Conley co-authored three books with Carrey — “A Guide to the Middle Fork and the Sheepeater War,” “River of No Return” and “Snake River of Hells Canyon.” Ace Barton of Riggins also was a co-author of the Hells Canyon book.
Carrey also wrote “Salmon River Prose and Poetry” and co-authored “Sheepeater Indian Campaign” with three other writers.
When people brought him horns, Conley said Carrey would thank them by crafting things like belt buckles, pistol grips and knife handles out of the horns. Conley said Carrey made as many as 300 bighorn sheep belt buckles during his life.
“Everybody who has a belt buckle treasures them,” he said.
Over time, his collection grew to 78. Most were stored in his attic. Conley said after someone tried to break into Carrey’s house, likely to steal the collection, he decided to sell it. Boggan was present when Carrey agreed to sell both his ranch and the bighorn collection to Robert Senter. The businessman from Plaistow, N.H., was an avid bighorn hunter and purchased several ranches in the Riggins area. Boggan managed many of Senter’s ranches and eventually purchased one from his boss.
The collection was moved to Senter’s home in New Hampshire.
“I really hated to see them leave Idaho,” Boggan said. “I called my boss this winter — he is getting up there in years — and asked him what he was going to do with them horns.”
Eventually, Boggan and Senter struck a deal, and 38 of the horns were crated up and shipped to his ranch with financial assistance from Randy Orzalli, a sheep enthusiast from Sacramento, Calif. Idaho Fish and Game Conservation Officer George Fisher helped Boggan work through legal issues, and a group of Fish and Game biologists spent a day at Boggan’s place unpacking, documenting and pinning the horns.
Idaho regulations require the horns from wild sheep to be marked with a pin that identifies them as having been legally harvested or legally picked up.
“That way the collection can remain in Idaho and be legal, and Doug Boggan can do whatever he wants to do with it,” said Jim White, an Idaho Department of Fish and Game biologist at Lewiston.
White said handling the horns is one of the highlights of his 25-year career.

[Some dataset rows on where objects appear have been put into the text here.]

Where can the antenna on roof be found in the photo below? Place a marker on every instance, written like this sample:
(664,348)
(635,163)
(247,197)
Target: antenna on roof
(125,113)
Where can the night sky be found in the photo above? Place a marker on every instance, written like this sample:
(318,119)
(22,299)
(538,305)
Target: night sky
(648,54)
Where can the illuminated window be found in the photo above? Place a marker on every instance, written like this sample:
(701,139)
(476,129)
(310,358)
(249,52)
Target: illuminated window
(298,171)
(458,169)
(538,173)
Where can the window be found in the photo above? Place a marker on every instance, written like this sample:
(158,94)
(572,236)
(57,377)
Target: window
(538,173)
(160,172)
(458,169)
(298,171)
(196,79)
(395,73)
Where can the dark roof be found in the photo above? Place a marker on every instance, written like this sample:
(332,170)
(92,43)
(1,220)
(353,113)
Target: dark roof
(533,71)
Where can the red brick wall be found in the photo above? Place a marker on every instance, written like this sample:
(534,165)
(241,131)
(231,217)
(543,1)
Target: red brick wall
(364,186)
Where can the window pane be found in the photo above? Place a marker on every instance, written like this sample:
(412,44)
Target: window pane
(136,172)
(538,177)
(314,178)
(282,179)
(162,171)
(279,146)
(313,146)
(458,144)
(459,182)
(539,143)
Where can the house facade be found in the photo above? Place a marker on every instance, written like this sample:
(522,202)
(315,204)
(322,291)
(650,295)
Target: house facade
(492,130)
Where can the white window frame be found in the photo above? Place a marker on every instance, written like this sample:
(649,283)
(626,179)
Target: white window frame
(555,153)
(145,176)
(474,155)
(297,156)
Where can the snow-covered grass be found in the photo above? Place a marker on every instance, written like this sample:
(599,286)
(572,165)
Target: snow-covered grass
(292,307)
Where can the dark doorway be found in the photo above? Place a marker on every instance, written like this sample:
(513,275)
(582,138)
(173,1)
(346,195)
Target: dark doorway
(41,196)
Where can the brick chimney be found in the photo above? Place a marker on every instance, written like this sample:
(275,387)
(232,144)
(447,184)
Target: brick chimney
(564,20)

“I think it was pretty special for everybody to just open the lids and see what was actually in it and to see the different age classes,” he said. “It was kind of a window into the past. I had never held that many ram heads. Just professionally and personally to be able to touch something like that was pretty special for me.”
Boggan has several ideas of where the horns might eventually be displayed. For now they are locked away for safe keeping. He said they will likely make a trip to be displayed at the Wild Sheep Foundation’s annual convention in Reno. Then he wants to find a permanent place where the general public can admire them.

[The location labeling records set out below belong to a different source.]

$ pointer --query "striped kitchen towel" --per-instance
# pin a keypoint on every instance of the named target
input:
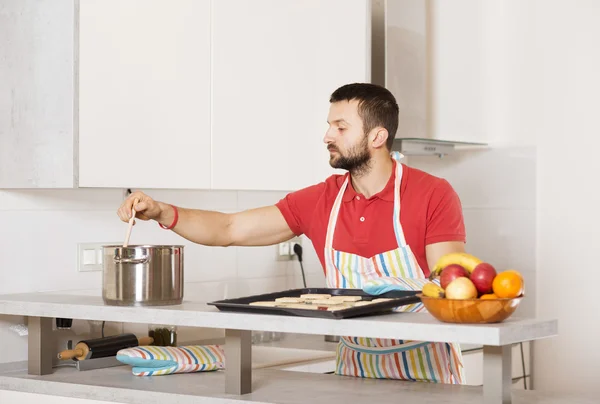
(164, 360)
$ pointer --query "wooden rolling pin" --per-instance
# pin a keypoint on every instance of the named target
(103, 347)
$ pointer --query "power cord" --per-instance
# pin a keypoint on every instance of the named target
(298, 252)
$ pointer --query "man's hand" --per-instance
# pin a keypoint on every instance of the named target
(146, 208)
(253, 227)
(435, 251)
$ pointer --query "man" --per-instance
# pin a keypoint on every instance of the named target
(380, 220)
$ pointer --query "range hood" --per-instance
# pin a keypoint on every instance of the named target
(423, 53)
(432, 147)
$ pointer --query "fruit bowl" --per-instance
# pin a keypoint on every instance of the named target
(470, 311)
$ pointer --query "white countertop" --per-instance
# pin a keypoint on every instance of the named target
(196, 313)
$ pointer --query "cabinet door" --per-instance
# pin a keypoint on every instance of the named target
(36, 94)
(439, 58)
(144, 93)
(275, 65)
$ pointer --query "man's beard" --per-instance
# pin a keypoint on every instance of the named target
(357, 160)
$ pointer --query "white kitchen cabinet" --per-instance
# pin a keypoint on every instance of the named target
(443, 64)
(36, 94)
(275, 65)
(144, 93)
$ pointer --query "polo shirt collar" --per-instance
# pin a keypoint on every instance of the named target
(386, 194)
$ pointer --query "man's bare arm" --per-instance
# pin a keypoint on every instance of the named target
(253, 227)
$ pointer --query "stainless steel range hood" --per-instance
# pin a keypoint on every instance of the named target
(403, 52)
(432, 147)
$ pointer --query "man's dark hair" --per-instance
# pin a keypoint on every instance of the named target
(376, 106)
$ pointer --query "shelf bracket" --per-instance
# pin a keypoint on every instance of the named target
(39, 346)
(238, 365)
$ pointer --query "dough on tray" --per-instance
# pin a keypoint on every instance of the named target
(289, 300)
(266, 303)
(326, 302)
(346, 298)
(310, 296)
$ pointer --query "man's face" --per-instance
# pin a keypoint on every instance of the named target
(347, 143)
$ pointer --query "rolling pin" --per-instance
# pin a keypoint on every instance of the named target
(103, 347)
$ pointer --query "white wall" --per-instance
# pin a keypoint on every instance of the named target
(41, 229)
(497, 191)
(541, 103)
(564, 52)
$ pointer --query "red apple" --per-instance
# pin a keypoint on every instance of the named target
(450, 273)
(461, 288)
(482, 277)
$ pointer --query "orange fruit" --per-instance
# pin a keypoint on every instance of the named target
(508, 284)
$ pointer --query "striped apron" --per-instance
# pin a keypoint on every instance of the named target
(387, 358)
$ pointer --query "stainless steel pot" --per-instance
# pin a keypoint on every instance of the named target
(142, 275)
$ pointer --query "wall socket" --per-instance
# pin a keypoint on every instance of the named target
(90, 255)
(285, 250)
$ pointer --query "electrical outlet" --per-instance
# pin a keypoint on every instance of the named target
(285, 250)
(89, 256)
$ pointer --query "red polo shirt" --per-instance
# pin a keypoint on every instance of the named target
(430, 213)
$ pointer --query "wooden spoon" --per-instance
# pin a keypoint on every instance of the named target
(133, 213)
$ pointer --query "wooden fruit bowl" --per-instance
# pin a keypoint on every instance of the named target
(470, 311)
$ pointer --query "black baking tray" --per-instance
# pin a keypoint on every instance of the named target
(242, 304)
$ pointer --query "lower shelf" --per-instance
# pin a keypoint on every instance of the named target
(118, 385)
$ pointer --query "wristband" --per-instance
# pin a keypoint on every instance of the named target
(175, 219)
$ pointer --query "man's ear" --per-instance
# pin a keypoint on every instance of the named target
(379, 137)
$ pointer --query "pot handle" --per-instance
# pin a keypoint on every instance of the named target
(141, 260)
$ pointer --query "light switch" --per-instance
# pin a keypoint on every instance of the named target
(89, 257)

“The main thing is the horns need to be seen by the public,” he said.
Members of the Idaho Wild Sheep Foundation are working with Boggan to find an appropriate venue.
“Obviously, the objective is to try to get as many people as possible to see them while meeting the needs of the family,” said Jason Pyron, president of Idaho Wild Sheep.

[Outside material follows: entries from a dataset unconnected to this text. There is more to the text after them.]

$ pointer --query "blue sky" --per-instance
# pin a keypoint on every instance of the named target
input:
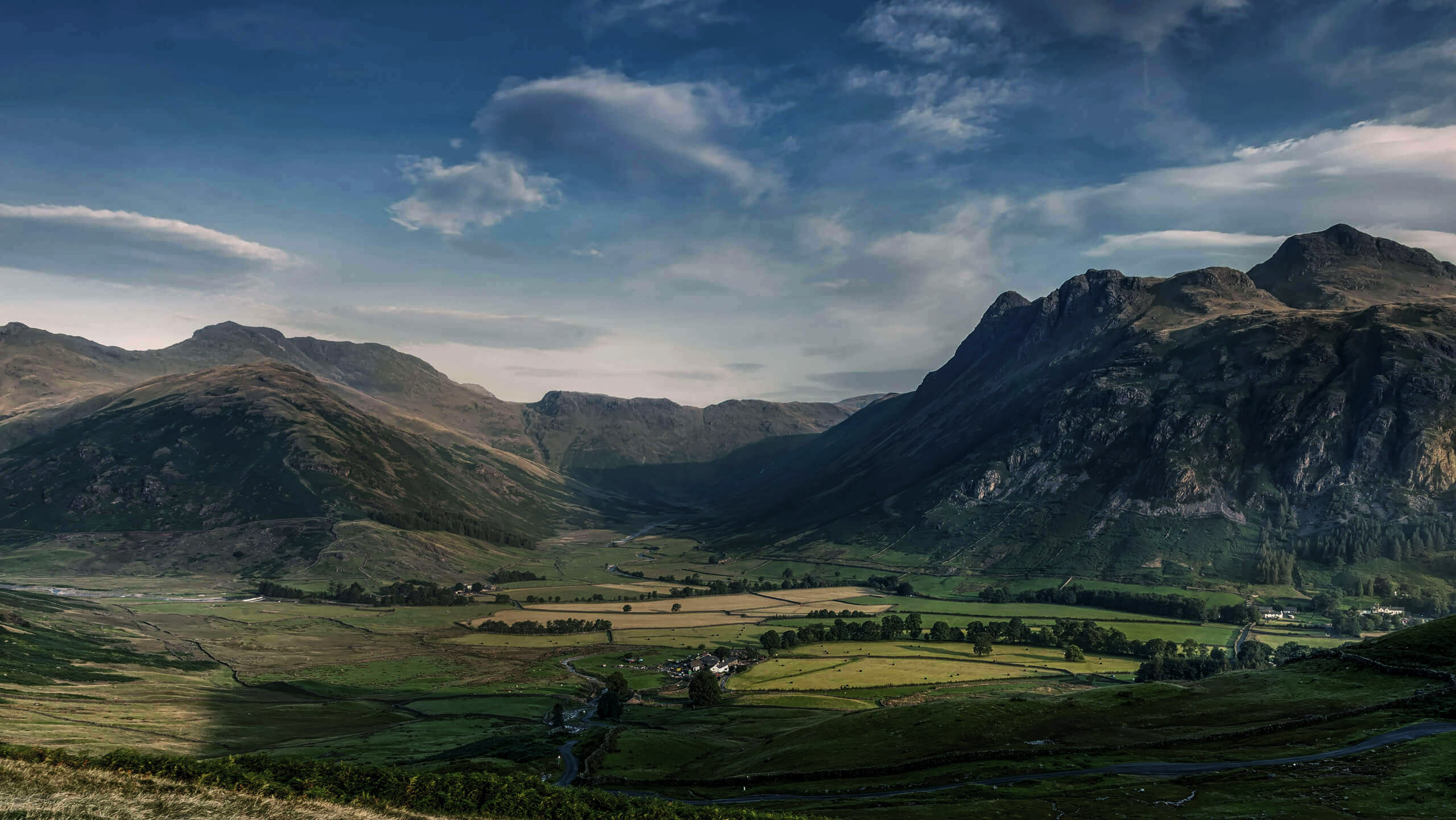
(689, 199)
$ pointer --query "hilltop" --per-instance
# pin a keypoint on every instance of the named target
(1122, 423)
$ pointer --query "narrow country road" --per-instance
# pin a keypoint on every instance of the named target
(1149, 768)
(568, 764)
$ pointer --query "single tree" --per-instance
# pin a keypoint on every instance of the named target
(609, 707)
(702, 689)
(619, 686)
(913, 625)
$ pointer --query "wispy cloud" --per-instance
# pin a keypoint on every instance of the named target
(683, 18)
(453, 197)
(1142, 22)
(1207, 241)
(932, 31)
(628, 133)
(130, 248)
(944, 110)
(436, 325)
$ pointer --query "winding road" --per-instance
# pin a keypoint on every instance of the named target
(568, 764)
(1149, 768)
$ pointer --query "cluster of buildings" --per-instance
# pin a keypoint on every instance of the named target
(690, 666)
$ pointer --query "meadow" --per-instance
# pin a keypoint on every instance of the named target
(415, 686)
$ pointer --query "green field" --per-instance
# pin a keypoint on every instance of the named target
(979, 611)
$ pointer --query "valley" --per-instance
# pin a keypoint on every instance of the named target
(1199, 521)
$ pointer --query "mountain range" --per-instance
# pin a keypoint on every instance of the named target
(1114, 426)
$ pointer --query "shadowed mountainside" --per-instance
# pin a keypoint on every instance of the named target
(46, 381)
(1119, 421)
(257, 442)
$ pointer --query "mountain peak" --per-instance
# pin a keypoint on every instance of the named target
(232, 329)
(1343, 267)
(1005, 302)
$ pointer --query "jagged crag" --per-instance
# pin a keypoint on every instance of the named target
(1210, 421)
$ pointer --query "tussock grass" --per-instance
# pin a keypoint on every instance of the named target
(37, 792)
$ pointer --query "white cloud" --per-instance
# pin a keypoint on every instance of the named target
(630, 133)
(825, 235)
(453, 197)
(916, 293)
(1439, 242)
(1366, 174)
(947, 111)
(932, 31)
(437, 325)
(1181, 240)
(1142, 22)
(130, 248)
(677, 17)
(721, 267)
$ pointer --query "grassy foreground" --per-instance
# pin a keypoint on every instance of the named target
(40, 792)
(378, 788)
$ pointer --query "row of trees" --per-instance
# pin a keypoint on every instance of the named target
(399, 593)
(1085, 636)
(1359, 539)
(1186, 608)
(513, 576)
(459, 524)
(564, 627)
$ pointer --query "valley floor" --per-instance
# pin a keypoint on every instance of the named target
(183, 669)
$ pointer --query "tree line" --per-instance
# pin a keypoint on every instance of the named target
(458, 524)
(1085, 636)
(513, 576)
(1184, 608)
(399, 593)
(564, 627)
(1360, 538)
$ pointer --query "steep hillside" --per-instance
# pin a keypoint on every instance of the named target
(248, 443)
(587, 431)
(1342, 269)
(47, 378)
(1123, 423)
(40, 369)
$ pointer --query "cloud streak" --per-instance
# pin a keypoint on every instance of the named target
(449, 199)
(621, 131)
(683, 18)
(932, 31)
(1212, 241)
(130, 248)
(433, 325)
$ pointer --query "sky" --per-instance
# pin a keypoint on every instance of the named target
(695, 200)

Biologists hope the collection can teach them something about bighorn sheep. The once-abundant animals have been hammered from disease introduced by domestic sheep. Frances Cassirer, a wild sheep biologist for the Idaho Department of Fish and Game, said DNA samples taken from the skulls can paint a picture for researchers of how the bands of sheep up and down the Salmon River canyon once interacted.
“One thing we would like to know is: Is the population as genetically diverse now as it was then, or is it losing diversity over time?” she said. “We think there was probably more connectivity among bighorn sheep in Idaho historically, and it has become more fragmented and this might tell us if it’s had any effect on the genetics.”